The trade-off is sleep causes missed runs. That is exactly why I did not pick crontab here. If your Mac is a desktop that never sleeps, crontab is fine. If your Mac is a laptop, launchd is the better fit.

Q7: Is there a minimum DSM version for this?

I have verified synouser --modify on both DSM 6.x and DSM 7.x. The expired field exists on all modern DSM versions. The command path /usr/syno/sbin/synouser is also stable. Practically, any DSM 6.2 or later will work.

Q8: Can I extend this to disable the whole household account outside work hours?

Yes. Expand the script’s USERS array to (mykid1 mykid2 mywife myown) and add a weekday-9to18-disable.plist like:

<key>StartCalendarInterval</key>
<dict>
    <key>Hour</key>     <integer>9</integer>
    <key>Minute</key>   <integer>0</integer>
    <key>Weekday</key>  <integer>1</integer>  <!-- Monday 09:00 -->
</dict>

Pair it with Weekday=5 (Friday 18:00 enable) and you get “disable the whole household at 09:00 weekdays, re-enable at 18:00 Friday.” That granularity is closer to real operations work, so I would start with the minimal version above and grow into this if the household needs it.

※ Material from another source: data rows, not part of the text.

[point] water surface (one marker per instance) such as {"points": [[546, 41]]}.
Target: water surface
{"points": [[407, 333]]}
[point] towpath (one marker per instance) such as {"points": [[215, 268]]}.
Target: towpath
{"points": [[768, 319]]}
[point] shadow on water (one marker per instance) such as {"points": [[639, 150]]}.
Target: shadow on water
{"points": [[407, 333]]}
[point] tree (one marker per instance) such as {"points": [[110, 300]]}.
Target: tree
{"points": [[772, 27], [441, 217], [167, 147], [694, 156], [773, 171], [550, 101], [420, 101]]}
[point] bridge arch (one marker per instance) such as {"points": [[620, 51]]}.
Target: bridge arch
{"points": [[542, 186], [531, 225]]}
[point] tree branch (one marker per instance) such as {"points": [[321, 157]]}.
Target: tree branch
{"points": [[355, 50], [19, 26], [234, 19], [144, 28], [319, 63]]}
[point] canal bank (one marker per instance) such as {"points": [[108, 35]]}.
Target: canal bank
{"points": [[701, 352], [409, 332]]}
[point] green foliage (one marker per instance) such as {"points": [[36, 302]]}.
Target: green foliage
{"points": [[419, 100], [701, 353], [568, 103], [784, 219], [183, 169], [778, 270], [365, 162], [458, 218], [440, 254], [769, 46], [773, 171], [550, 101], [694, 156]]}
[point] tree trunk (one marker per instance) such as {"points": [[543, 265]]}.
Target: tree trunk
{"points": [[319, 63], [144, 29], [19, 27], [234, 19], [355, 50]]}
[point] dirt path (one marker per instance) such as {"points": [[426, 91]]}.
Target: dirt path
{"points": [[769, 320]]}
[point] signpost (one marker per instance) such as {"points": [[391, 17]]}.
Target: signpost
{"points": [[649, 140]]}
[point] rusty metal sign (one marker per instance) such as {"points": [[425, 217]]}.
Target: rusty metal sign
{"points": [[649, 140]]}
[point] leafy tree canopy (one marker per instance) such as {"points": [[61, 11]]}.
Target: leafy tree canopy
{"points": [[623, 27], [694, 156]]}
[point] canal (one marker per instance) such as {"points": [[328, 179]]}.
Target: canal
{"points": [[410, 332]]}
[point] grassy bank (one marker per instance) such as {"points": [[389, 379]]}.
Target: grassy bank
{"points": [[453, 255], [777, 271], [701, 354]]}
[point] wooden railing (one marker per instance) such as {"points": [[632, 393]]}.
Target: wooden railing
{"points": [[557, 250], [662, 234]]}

13. Why this is worth a whole post

Looking back at the end, every line of this work is individually simple:

The complexity is in making the whole thing something a parent can confidently hand to the system:

  1. The parent does not have to click anything every day.
  2. The kid does not have to ask “can I log in?” every day.
  3. When something is wrong, the log shows it immediately.
  4. When an ad-hoc override is needed, launchctl start is one command.
  5. Nothing depends on a third-party service, public network, or external account.

Home automation’s worst enemy is not “not enough features.” It is insufficient reliability. A half-automated solution is worse than a fully broken one — the broken one the parent can manage; the half-broken one makes everyone stop trusting the system.

Moving “bedtime” out of the living room and into launchd is essentially a small piece of systems trust engineering: a 50-line script takes over a responsibility that used to live with a human, and owns that responsibility with logs, with verification, and with exit codes.

If your household has similar “it only works because someone remembers” tasks, this pattern is reusable. A NAS time gate is just one shape of it. Any “switch that should fire on a schedule” can be built out of the same three pieces: launchd, a script, and a verification step.